Lots of stories end up with women dying. I think HRT changed this. I hope so anyway. I don’t like the thought of just getting too tired to carry on anymore. I have spent my life running away from myself. What if I twist my ankle on the beach and can’t do it anymore? What if I accidentally fill my wellies with pebbles and go galumphing into the sea like a Jumbly with no boat?
Maybe little me from the St John’s Ambulance days will come and bandage me up and give me a strong orange cordial and a sesame seed biscuit.
I don’t remember learning to do bandaging though. I know we did bark rubbing and spelling competitions, and I got caught out by February (the month not a person) and I’ve never forgotten it. Every time I have to write February out, I think of the sneaky R and what could have been, had it not been placed in February for no reason.
I am gathering February for evidence.
My husband dropped a catch in cricket in Seaford and mentions it each time we drive past. They stick with you, small losses.
My point is, I don’t know if I could have saved myself. I had the pinafore and long socks but didn’t really have a clue. There is a photo of me and this girl called Elanor, who came round my house once for tea and my mum got Mr Kipling French Fancies in and I wanted the pink one, but she had it, (Elanor, not my mum). I had the yellow one which was not as good. I ate it in three parts. The cake was dry. Things often look better than they are.

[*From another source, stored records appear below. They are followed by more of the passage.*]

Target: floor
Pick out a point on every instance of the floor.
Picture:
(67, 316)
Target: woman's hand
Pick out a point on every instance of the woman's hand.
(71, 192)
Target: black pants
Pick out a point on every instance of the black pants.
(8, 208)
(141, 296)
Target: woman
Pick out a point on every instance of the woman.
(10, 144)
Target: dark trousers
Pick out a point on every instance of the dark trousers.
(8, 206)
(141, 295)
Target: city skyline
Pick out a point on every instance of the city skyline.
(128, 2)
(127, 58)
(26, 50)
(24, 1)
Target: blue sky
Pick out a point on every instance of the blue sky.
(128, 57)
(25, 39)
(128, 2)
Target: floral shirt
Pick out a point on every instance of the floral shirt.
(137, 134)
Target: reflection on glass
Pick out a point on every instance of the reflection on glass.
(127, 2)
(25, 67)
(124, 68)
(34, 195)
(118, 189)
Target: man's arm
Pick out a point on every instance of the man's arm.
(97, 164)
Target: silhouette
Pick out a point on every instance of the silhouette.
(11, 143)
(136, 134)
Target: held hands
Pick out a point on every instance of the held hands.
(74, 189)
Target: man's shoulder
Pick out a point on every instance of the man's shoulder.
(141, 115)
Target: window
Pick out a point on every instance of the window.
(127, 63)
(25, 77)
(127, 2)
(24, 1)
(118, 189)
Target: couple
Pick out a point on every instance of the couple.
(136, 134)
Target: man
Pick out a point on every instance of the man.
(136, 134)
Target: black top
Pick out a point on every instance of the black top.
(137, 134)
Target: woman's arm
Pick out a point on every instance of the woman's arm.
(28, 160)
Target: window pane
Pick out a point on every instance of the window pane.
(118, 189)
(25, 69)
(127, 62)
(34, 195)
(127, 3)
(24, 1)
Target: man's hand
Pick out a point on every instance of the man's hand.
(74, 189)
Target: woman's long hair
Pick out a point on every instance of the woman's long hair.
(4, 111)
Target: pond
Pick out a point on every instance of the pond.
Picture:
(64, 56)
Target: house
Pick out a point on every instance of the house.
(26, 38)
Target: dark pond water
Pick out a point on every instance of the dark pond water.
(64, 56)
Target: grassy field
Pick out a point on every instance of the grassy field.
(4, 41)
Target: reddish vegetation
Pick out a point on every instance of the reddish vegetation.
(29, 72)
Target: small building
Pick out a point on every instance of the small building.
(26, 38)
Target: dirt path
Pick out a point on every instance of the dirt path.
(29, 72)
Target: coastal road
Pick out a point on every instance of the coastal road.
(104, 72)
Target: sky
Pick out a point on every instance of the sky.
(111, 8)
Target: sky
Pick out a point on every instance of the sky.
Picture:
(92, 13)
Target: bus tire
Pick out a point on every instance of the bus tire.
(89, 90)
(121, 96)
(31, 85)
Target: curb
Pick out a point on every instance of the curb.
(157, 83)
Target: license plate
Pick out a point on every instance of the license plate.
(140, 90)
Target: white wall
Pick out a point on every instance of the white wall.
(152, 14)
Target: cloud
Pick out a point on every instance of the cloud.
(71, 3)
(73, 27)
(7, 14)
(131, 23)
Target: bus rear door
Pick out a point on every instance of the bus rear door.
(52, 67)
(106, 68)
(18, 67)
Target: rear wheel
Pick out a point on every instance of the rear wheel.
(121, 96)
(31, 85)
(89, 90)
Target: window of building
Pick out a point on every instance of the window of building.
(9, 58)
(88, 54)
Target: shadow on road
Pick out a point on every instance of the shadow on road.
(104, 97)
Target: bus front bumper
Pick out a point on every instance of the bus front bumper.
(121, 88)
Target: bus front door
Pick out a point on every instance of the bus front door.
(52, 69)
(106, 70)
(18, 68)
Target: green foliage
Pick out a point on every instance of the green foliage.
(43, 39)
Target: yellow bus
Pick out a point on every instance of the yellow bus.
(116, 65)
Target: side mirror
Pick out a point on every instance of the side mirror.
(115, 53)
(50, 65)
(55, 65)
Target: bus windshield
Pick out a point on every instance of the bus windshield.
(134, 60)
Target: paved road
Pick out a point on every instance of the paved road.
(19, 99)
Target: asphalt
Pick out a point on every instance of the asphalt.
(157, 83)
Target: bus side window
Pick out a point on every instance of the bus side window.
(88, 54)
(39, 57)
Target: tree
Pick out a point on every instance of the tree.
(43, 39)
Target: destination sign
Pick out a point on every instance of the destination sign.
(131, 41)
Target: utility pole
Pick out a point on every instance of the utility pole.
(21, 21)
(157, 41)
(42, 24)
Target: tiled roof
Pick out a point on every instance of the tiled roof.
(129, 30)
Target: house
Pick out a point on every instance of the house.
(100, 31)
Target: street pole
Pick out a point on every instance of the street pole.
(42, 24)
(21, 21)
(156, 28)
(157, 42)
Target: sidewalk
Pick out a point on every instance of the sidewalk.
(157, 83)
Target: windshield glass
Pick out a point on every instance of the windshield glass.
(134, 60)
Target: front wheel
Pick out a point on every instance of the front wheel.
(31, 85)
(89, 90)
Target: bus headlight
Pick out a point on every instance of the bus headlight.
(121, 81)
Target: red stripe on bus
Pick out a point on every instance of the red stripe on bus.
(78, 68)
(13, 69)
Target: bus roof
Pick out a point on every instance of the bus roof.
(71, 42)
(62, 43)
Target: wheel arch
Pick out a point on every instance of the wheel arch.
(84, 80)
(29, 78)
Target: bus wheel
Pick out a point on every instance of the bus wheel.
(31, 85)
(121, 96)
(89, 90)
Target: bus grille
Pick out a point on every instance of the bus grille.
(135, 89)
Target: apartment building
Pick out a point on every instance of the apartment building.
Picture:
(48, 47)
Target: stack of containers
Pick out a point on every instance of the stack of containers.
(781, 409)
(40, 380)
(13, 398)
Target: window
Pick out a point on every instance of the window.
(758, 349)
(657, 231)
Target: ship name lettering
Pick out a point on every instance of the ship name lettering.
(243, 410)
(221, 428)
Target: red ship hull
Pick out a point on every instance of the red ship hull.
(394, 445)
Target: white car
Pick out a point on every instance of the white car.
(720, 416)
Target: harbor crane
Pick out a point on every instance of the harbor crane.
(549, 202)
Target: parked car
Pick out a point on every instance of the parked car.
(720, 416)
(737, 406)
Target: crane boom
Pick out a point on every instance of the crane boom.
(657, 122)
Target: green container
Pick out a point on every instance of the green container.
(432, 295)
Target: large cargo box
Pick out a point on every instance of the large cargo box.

In the photo, we are wearing nurses caps and frilly socks and if you look really closely, you can see that I’m not even there. I am Ophelia in the bathtub, so cold I’m numb.
The Parish room bookings were managed by Barbara, and she was high on the power of it. Give a man a fish and he will eat for a day. Give an old woman without much to do a clipboard and a fake title and she'll be pain the prayer hole for life.
There was a piano you were never allowed to use and the Bell Ringers waltzed in like they owned the place. Long haired and pointy booted, but maybe only in my mind. I get them confused with Creedence Clearwater Revival.
There was a really long broom, but dust lived in the corners of the herringbone floor and when you got home, your hair smelled exactly the same as the Parish church rooms, it was as if you’d stolen a slice of it. There were long orange curtains that I longed to hide behind but was never allowed. It looked like a wonderful place to read a book and not be found.